By Patrick BAHZAD - updated on August 25th, 5 a.m. EST
It has been three days now since Ayoub Al-Khazzani, the shooter of the Amsterdam to Paris train, was taken into custody. Under French anti-terrorism law, investigators can keep a suspect for up to 96 hours (4 days) before charging him with anything. What is known so far fits a pattern that has been seen previously in several high-profile terrorism cases.
Similarities with other notorious Jihadi gunmen are striking in more than just one way, yet authorities are still reluctant to admit Khazzani is an Islamic terrorist. Investigators and counter-terrorism experts however have much less doubt about the kind of individual they are dealing with. All too often already, they have come across the type of personality and curriculum such as Ayoub Al-Khazzani's.
From Morocco to Spain
Born in Morocco in 1989, Khazzani grew up in the North of the country, in the city of Tetuan. Interestingly, this city has a long history as a hotbed of Jihadi terrorism. In January 2007 for example, the most important Moroccan network sending fighters into Iraq was dismantled in Tetuan. At the time, 32 locals were arrested and later sentenced to long prison terms.

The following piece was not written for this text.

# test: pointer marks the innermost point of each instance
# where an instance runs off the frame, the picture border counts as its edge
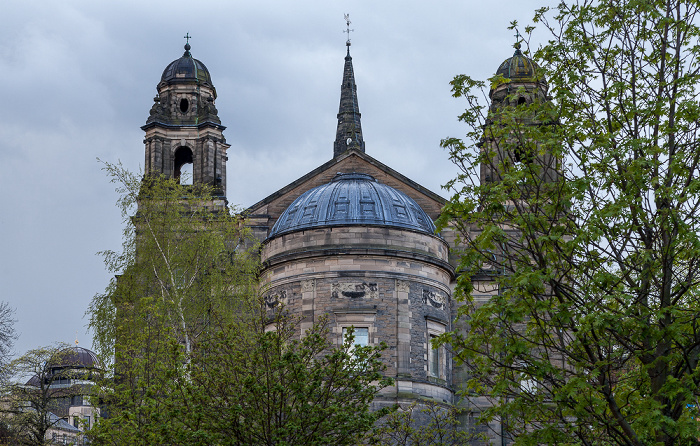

Additionally, the five Moroccan nationals who had perpetrated the terrible Madrid train attacks of 2004 were all from Tetuan. Three weeks after the bombings, they were rounded up by Spanish police and blew themselves up rather than surrender. A sizable fraction of Moroccan suicide bombers who went to Iraq in the mid-2000s were also from Tetuan.
And finally, it has to be mentioned that no later than two months ago, a public demonstration of the city's Salafi preachers and their followers took place officially - quite an event in its own right in the Sherifian Realm - calling for implementation of Sharia law in the country.
Ayoub was 18 when his family left Tetuan for Spain, in 2007. They first lived in Madrid for three years, before moving south to Algesiras. Oddly enough, it seems the Khazzani family had a particular talent for picking up places known for their Islamic radicalism. Just as the slums of "Jamaë Mezouak" in Tetuan were and still are a stronghold of Salafism, so was the neigbhorhood of "El Saladillo" in Algesiras, home to the Khazzani family since 2010.